Production art gallery















This entry was posted in TV Cartoons

9 thoughts on “Ben 10: Destroy All Aliens, 2012

  1. Kurt Weldon says:

    I had no idea the Kinko’s made such a positive impression!

  2. Rick says:

    I didn’t know that you worked on Ben 10. Would be amazing if you share the material and model sheets that you have about this amazing series 🙏🏻

    • TimEldred says:

      I did. Everything I was given can be seen in the production gallery on this page.

      • Rick says:

        I understand, it’s a bit sad that they didn’t give you more material. I was hoping you would have model sheets of Vilgax, Kevin 11, other villians or some other aliens from the Omnitrix.

  3. Jay says:

    I was hoping the lost Ben 10 media was regarding DAA. Ever since it was initially named Ben 10 alien dimensions.. can we know more abt Road trip rumble also ?

    • TimEldred says:

      You could, if I had worked on Road Trip Rumble.

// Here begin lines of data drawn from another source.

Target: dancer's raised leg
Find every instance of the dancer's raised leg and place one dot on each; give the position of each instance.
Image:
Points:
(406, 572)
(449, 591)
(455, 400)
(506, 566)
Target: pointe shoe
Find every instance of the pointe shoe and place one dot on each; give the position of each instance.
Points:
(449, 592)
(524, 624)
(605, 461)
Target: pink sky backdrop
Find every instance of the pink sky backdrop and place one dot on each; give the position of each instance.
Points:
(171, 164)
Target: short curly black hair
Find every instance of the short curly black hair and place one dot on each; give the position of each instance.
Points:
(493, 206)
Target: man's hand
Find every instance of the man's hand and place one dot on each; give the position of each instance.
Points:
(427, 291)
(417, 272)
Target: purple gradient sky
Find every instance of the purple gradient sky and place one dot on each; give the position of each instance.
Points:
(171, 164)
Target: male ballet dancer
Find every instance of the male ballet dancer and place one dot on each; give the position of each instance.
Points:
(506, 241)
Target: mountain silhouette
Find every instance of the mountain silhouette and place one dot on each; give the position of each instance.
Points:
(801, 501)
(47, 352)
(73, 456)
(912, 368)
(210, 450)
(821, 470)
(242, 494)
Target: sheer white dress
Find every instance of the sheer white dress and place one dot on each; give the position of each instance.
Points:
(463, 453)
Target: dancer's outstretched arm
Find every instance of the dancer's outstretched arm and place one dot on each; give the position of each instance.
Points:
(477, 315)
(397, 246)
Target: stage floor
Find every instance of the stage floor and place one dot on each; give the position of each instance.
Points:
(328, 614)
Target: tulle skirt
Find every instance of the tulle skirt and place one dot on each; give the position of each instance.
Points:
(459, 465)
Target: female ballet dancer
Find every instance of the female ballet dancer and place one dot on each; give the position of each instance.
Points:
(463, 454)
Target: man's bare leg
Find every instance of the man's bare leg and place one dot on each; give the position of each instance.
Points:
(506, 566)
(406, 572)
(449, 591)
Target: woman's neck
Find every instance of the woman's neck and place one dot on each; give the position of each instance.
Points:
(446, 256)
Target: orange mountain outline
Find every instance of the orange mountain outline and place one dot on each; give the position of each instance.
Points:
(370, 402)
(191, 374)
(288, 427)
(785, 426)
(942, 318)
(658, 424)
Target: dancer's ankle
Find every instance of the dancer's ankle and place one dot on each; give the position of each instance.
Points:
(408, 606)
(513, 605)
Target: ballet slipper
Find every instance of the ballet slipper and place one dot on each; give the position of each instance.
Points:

But as I wrote, DAA was my only contact.

      • Jay says:

        Aww thanks for letting me know. I’ve been bugging Vic about it for a looong time now lol. Hopefully he can share more one dayz

  4. when i was 14 or 15, when the film came out, it blows out my mind, i wish ben 10 had more 3D CGI film like this one day

  5. Victor Cook says:

    Tim,
    Great article! Thanks for sharing, It was nice to reminisce.

    -and thank you again for your fantastic storyboards on all we have worked on together.